There is no doubting the need for the North Sea oil and gas industry to have a long-term vision. And to be fair to the sector, there have been various attempts at looking ahead.
The Cost Reduction Initiative for the New Era (Crine), the Oil and Gas Industry Task Force 10-year vision of 2000, MER and Vision 2035 stand out.
Every one of these has been driven by crisis. Short-termism has been the rule across UK business and politics for decades.
This has been driven by a number of factors, not least our innate laziness, the quarter-to-quarter perspective of stock markets, fat-cat greed, a dire parliamentary system terribly in need of fixing and economic crisis after economic crisis, most of them self-inflicted, of which Brexit is the worst by a mile.
Oil and Gas UK and the Oil and Gas Authority are behind Vision 2035, launched on May 31 2017.
At OGUK’s annual conference a few days later, chief executive Deirdre Michie mapped out the key issues including the fact that there could be no let-up in the quest for greater efficiency if the core objectives of MER were to be met.
Ms Michie said: “The cynics say that we are a cyclical industry that never learns its lessons. Well this time we have an opportunity to do things differently, especially if we remind ourselves that we have been part of the problem and therefore we all need – including the cynics – to be part of the solution too.”

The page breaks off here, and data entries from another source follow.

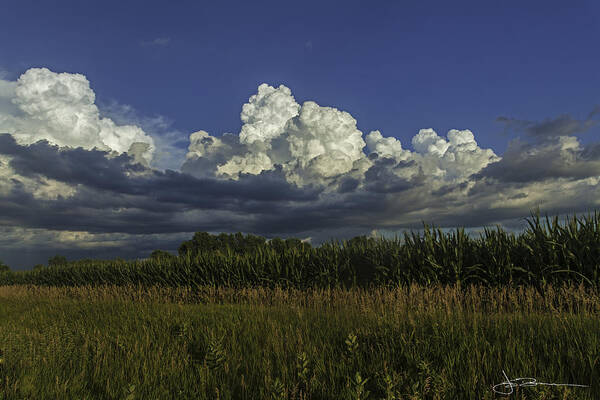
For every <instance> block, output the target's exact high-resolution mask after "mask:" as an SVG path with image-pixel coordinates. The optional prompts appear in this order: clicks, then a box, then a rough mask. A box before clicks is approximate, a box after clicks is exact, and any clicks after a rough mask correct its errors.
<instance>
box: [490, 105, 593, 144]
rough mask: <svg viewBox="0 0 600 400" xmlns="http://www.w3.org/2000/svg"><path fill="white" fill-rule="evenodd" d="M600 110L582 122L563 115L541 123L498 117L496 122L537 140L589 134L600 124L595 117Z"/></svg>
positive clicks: (532, 121)
mask: <svg viewBox="0 0 600 400" xmlns="http://www.w3.org/2000/svg"><path fill="white" fill-rule="evenodd" d="M599 110H600V106H599V107H596V108H594V110H592V112H590V113H589V114H588V116H587V118H586V119H584V120H582V121H580V120H577V119H574V118H573V117H572V116H571V115H569V114H562V115H559V116H558V117H556V118H546V119H544V120H543V121H540V122H537V121H527V120H520V119H514V118H507V117H498V118H497V119H496V121H498V122H501V123H503V124H504V126H505V130H513V131H516V132H523V133H525V134H527V135H528V136H531V137H533V138H536V139H544V138H554V137H559V136H571V135H575V134H578V133H585V132H587V131H588V130H589V129H591V128H592V127H594V126H595V125H596V124H597V123H598V121H596V120H594V117H595V115H596V114H598V112H599Z"/></svg>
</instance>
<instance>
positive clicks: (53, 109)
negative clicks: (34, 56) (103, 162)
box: [0, 68, 154, 163]
mask: <svg viewBox="0 0 600 400" xmlns="http://www.w3.org/2000/svg"><path fill="white" fill-rule="evenodd" d="M95 100H96V96H95V93H94V91H93V90H92V89H91V88H90V83H89V81H88V80H87V78H86V77H85V76H84V75H81V74H71V73H55V72H52V71H50V70H48V69H47V68H31V69H29V70H27V71H26V72H25V73H24V74H23V75H21V76H20V77H19V79H18V80H17V81H16V82H11V81H5V80H0V132H5V133H10V134H12V135H13V136H14V137H15V138H16V140H17V141H18V142H19V143H20V144H31V143H35V142H37V141H39V140H42V139H45V140H48V141H49V142H51V143H53V144H56V145H59V146H69V147H83V148H85V149H93V148H98V149H100V150H105V151H114V152H117V153H124V152H128V151H130V149H131V150H132V151H133V152H134V154H135V155H136V158H137V159H138V160H140V161H141V160H145V162H146V163H148V162H150V160H151V159H152V154H153V151H154V142H153V140H152V138H151V137H150V136H149V135H147V134H146V133H145V132H144V131H143V130H142V129H141V128H139V127H137V126H134V125H117V124H116V123H115V122H114V121H113V120H111V119H110V118H102V117H101V116H100V112H99V110H98V107H97V106H96V104H95ZM136 143H144V144H145V146H141V145H139V144H136ZM132 146H133V147H132ZM141 149H144V151H143V152H142V153H140V150H141Z"/></svg>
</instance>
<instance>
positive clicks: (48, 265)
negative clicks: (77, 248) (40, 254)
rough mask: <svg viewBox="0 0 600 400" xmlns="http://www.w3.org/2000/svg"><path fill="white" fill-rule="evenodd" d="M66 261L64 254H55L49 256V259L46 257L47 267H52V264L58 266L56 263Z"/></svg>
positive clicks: (66, 259)
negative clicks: (47, 263) (49, 256)
mask: <svg viewBox="0 0 600 400" xmlns="http://www.w3.org/2000/svg"><path fill="white" fill-rule="evenodd" d="M67 263H68V261H67V257H65V256H59V255H56V256H54V257H50V259H48V266H49V267H54V266H58V265H66V264H67Z"/></svg>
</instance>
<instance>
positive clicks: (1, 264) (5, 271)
mask: <svg viewBox="0 0 600 400" xmlns="http://www.w3.org/2000/svg"><path fill="white" fill-rule="evenodd" d="M8 271H10V267H9V266H8V265H6V264H4V262H2V260H0V272H8Z"/></svg>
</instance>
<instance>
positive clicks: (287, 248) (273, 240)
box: [269, 237, 312, 251]
mask: <svg viewBox="0 0 600 400" xmlns="http://www.w3.org/2000/svg"><path fill="white" fill-rule="evenodd" d="M269 245H270V246H271V247H272V248H273V249H275V250H276V251H284V250H287V249H294V248H300V249H309V248H311V247H312V246H311V245H310V243H305V242H303V241H302V240H300V239H297V238H288V239H285V240H283V239H281V238H278V237H275V238H273V239H271V240H270V241H269Z"/></svg>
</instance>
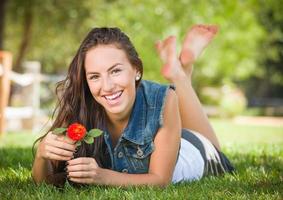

Since the 2017 conference it has become clear that climate change is now out of control. According to the International Panel on Climate Change, we have just a few years in which to halt and then start to reverse the worst impacts of the global disaster.
A taskforce of big hitters has now been put together to devise a roadmap showing what needs to be done and by when to deliver Vision 2035.
I don’t know why it has taken so long to get to this stage, but the fact a new campaign – Our Vision. Our Future – has been launched is helpful.
It will hopefully ensure that those who work in the sector understand the objectives and encourage people to come forward and say how these can be achieved.
It was made abundantly clear that the sector should grasp the nettle and be a driving force behind the shift to cleaner energy systems.
Ms Michie recently said Vision 2035 was set “in the context” of the energy transition – not in isolation to it – and that the oil and gas industry can play a constructive and leading role.
The transition that faces the North Sea is the largest and most fundamental change it has ever undertaken. And if the industry fails to get its strategy right and live by that commitment, then it puts itself at risk of being shut down.
The future of the industry lies in feedstock, not burning fossil resources as transport fuels and for power generation except in clearly specified and limited applications.
Brutal decisions have to be made about the future of fossil fuels usage.
On May 24, more than a million school-age students came out on strike, protesting against inaction of climate change. Greta Thunberg is calling for a general strike on September 20 that also involves parents.
That’s not long after Offshore Europe takes place at Aberdeen’s new fuel cell-powered exhibition complex – now dubbed P&J LIVE – when the conference organisers have had the good sense to invite climate change expert Christiana Figueres to speak at the opening plenary.
I hope that sends out a clear message that the North Sea’s leadership at least is listening. But the show organisers should understand there will almost certainly be protesters.
If there are, then they should be embraced and not kicked out.